L'ordre des Jésuites et la Chine
L'auteur développe longuement les motivations religieuses du peintre et de l'ordre. Elle consacre de nombreux développements sur l'histoire de l'ordre en Asie, sa politique mais aussi ses liens avec les puissances européennes et la papauté. On découvre que la compagnie bénéficiait des avantages économiques et qu'une grande rivalité « nationale » entre jésuites portugais et français en Chine a conditionné l'arrivée de l'artiste Dolois. Violette Fris-Larrouy explique de manière claire et synthétique l'importance de l'image dans la propagation de la foi pour la compagnie de Jésus. L'histoire de la querelle des rites est également abordée. Celle-ci opposait deux visions de la mission et de l'évangélisation : les jésuites souhaitent que l'on adapte l'enseignement religieux aux cultures locales « l'accomodation » mais certains leur reprochent de favoriser et de revenir à certaines formes de paganisme. Cette « accommodation » avait pourtant permis d'engranger un certain nombre de succès. La papauté rejette définitivement ces pratiques et l'empereur chinois adopte une posture moins bienveillante voire hostile au fur et à mesure que les condamnations s'accumulent. L'auteur montre bien le rôle de « passeurs de culture » des Jésuites qui transmettaient par leurs lettres les connaissances chinoises. Celles-ci étaient autant destinées à une meilleure connaissance européenne qu'à leur propre propagande. Ceci explique la conservation de ces lettres jusqu'à nos jours. C'est dans ce contexte troublé qu'évolue Jean-Denis Attiret.
Un peintre de l'Empereur
Arrivé en Chine, l'artiste doit s'adapter à son nouveau statut et à son nouveau commanditaire. « C'est pour lui le commencement de ses peines et de ses croix ». Il doit se conformer à un style et à une peinture stéréotypée comme le souhaitait l'empereur bien loin du style hybride émergeant hors de la cour dont Castiglione est un éminent représentant. Jean-Denis Attiret doit reproduire des fleurs, des oiseaux, poissons et autres éléments sur des supports variés alors qu'il s'était présenté comme peintre d'histoire et portraitiste. Il doit assimiler des codes picturaux mais aussi ceux de la cour impériale chinoise ce qui lui permettra de survivre dans un univers où les chrétiens sont de moins en moins bien acceptés.
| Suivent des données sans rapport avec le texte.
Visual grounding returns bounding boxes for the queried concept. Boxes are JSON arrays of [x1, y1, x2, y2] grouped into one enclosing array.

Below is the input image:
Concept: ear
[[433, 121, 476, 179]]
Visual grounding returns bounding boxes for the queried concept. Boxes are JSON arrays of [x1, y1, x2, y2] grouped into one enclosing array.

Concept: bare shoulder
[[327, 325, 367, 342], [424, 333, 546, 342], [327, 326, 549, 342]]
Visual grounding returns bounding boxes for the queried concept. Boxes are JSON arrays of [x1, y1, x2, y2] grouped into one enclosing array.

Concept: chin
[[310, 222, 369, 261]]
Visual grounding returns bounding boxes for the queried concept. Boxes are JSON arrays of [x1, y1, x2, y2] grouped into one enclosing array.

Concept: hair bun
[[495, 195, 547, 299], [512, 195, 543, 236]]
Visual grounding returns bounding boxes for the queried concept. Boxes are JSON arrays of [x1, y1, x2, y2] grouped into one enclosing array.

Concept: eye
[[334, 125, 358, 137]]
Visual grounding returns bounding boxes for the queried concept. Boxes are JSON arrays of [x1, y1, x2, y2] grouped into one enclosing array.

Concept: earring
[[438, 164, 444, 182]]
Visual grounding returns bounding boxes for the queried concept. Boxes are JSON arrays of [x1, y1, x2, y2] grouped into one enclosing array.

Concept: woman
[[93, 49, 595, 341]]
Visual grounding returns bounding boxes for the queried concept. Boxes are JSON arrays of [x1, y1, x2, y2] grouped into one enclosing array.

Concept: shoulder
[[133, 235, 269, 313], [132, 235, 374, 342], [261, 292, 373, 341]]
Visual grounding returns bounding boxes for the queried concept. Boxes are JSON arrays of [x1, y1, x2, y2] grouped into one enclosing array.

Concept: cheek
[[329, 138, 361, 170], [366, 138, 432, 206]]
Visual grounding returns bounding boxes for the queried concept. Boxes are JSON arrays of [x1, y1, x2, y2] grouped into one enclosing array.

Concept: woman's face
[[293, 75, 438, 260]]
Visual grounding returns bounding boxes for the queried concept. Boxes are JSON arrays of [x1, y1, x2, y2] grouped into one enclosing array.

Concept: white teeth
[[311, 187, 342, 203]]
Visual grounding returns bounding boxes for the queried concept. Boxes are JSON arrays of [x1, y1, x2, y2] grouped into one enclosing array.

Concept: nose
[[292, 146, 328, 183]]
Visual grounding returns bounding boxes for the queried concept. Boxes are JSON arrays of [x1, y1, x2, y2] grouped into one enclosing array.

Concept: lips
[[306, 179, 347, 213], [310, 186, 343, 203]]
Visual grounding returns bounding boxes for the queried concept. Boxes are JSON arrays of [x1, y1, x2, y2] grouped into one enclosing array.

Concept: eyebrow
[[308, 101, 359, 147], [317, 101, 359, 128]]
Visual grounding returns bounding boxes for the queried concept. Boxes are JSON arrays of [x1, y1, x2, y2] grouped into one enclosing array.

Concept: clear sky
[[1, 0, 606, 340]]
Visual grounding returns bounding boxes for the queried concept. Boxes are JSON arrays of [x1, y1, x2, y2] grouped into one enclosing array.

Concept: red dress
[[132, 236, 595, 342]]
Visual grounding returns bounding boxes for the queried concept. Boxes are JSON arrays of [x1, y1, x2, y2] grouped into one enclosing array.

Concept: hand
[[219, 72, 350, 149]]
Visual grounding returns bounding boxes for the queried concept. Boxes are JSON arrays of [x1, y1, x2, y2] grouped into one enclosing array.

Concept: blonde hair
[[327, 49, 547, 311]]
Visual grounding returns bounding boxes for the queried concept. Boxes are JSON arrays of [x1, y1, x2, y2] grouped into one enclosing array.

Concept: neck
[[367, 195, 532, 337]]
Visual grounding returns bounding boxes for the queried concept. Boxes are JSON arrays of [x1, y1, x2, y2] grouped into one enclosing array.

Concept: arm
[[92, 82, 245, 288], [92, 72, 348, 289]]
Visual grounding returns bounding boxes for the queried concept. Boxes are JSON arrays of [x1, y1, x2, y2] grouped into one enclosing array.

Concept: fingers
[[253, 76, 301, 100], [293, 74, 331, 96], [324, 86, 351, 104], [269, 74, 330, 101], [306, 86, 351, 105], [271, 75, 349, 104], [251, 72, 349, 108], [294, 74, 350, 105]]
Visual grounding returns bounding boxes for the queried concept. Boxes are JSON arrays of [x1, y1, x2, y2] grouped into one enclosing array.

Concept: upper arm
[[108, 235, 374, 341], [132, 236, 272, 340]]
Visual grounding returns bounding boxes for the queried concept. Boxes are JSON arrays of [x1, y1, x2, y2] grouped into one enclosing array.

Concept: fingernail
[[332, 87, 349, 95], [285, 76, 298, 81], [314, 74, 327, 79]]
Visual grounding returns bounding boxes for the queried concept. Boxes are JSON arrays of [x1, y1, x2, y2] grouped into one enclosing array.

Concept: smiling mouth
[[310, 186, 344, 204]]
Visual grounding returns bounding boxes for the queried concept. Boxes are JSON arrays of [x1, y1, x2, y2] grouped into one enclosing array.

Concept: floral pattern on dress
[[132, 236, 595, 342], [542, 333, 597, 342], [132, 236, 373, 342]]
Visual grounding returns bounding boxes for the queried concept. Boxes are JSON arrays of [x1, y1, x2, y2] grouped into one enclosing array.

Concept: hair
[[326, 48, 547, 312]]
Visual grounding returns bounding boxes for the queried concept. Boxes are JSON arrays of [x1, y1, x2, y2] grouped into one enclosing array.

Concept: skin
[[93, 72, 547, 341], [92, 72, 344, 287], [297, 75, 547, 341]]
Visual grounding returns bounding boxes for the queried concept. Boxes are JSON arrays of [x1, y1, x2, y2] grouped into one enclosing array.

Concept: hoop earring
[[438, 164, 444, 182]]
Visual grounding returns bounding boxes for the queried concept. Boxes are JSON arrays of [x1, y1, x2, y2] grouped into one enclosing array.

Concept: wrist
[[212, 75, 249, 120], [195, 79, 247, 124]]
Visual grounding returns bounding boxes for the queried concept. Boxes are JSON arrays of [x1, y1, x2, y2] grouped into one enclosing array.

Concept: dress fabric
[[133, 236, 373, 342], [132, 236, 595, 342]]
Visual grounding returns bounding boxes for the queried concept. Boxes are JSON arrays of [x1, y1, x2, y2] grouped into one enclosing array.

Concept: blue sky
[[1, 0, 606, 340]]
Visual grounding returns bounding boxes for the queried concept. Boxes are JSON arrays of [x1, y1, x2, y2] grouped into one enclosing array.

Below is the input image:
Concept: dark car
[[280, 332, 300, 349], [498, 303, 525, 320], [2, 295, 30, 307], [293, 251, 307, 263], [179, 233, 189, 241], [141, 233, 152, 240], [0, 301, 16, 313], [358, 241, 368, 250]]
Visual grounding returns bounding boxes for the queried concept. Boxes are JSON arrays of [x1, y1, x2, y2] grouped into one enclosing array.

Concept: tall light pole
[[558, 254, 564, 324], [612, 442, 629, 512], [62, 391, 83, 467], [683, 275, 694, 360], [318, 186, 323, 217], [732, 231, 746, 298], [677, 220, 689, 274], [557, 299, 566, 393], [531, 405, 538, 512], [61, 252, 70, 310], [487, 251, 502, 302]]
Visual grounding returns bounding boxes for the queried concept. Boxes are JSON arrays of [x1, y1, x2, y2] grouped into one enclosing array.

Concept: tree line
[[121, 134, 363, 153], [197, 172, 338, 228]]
Il doit également oublier l'huile et le clair-obscur que l'empereur n'apprécie guère. Malgré cela avec Castiglione, il forme de nombreux artistes chinois et assimile petit à petit les goûts locaux : « Mes yeux et mon goût depuis que je suis à la Chine sont devenus un peu chinois ». En 1754, il accompagne l'empereur à Jehol et doit représenter une grande cérémonie ainsi que les grands seigneurs Dörbets (mongols occidentaux). Satisfait, l'empereur lui demande ensuite de réaliser son portrait. L'empereur s'inspire des rois occidentaux dans la diffusion de son image pour sa propre gloire. Les Qing introduisent notamment plus de variété dans les poses et souhaitent que leurs représentations soient plus majestueuses. Jean-Denis Attiret réalisa également des peintures militaires inspirées par les cadeaux remis par Louis XIV. Sa proximité avec l'empereur lui permet de découvrir avec émerveillement l'ancien palais d'été (Yuanming). Il décrit ses jardins dans une de ses lettres qui bouleverse l'Europe et qui est à l'origine de la mode des jardins anglo-chinois. Dans le Yuanmingyuan, il réalise pour l'empereur des palais européens dans lesquels sont entreposés les divers objets occidentaux de sa collection. Ceux-ci disparaissent en 1860 lors des guerres de l'opium. Cela constitue un choc majeur pour les chinois. Au sommet de sa gloire, Jean-Denis Attiret refuse le mandarinat. Il est de plus en plus mis de côté jusqu'à son décès en 1768.
Ce livre est un coup de cœur à plus d'un titre. Outre ses annexes de qualité (index et chronologies), il relate l'histoire peu banale d'un peintre occidental qui a été très proche de l'empereur chinois. À travers son parcours mais aussi des nombreux extraits de ses lettres, on découvre « de l'intérieur » les ressentis de l'artiste, ses émerveillements et ses agacements. L'ouvrage dévoile un certain nombre de préjugés aussi bien du côté occidental que de celui asiatique. Un livre très humain grand public dans la lignée de ceux qui prônent une histoire à parts égales. Les nombreuses explications permettent au lecteur de mieux comprendre l'itinéraire de l'artiste. On notera cependant l'absence de représentations iconographiques qui auraient fortement contribuées à l'immersion du lecteur. En dépit de cette réserve, nous recommandons vivement cet ouvrage aux amateurs de voyage et en particulier aux voyages historiques au long cours. Le livre permet également d'entrevoir les nombreux ponts culturels qui se sont établis : si les chinoiseries sont prisées au XVIIIe européen, il ne faudrait pas délaisser le pendant oriental illustré par les palais européens du Yuanmingyuan.
D´un soleil à l´autre. Jean-Denis Attiret missionnaire jésuite peintre de l´Empereur de Chine, de Violette Fris-Larrouy. Editions La Bisquine, novembre 2017.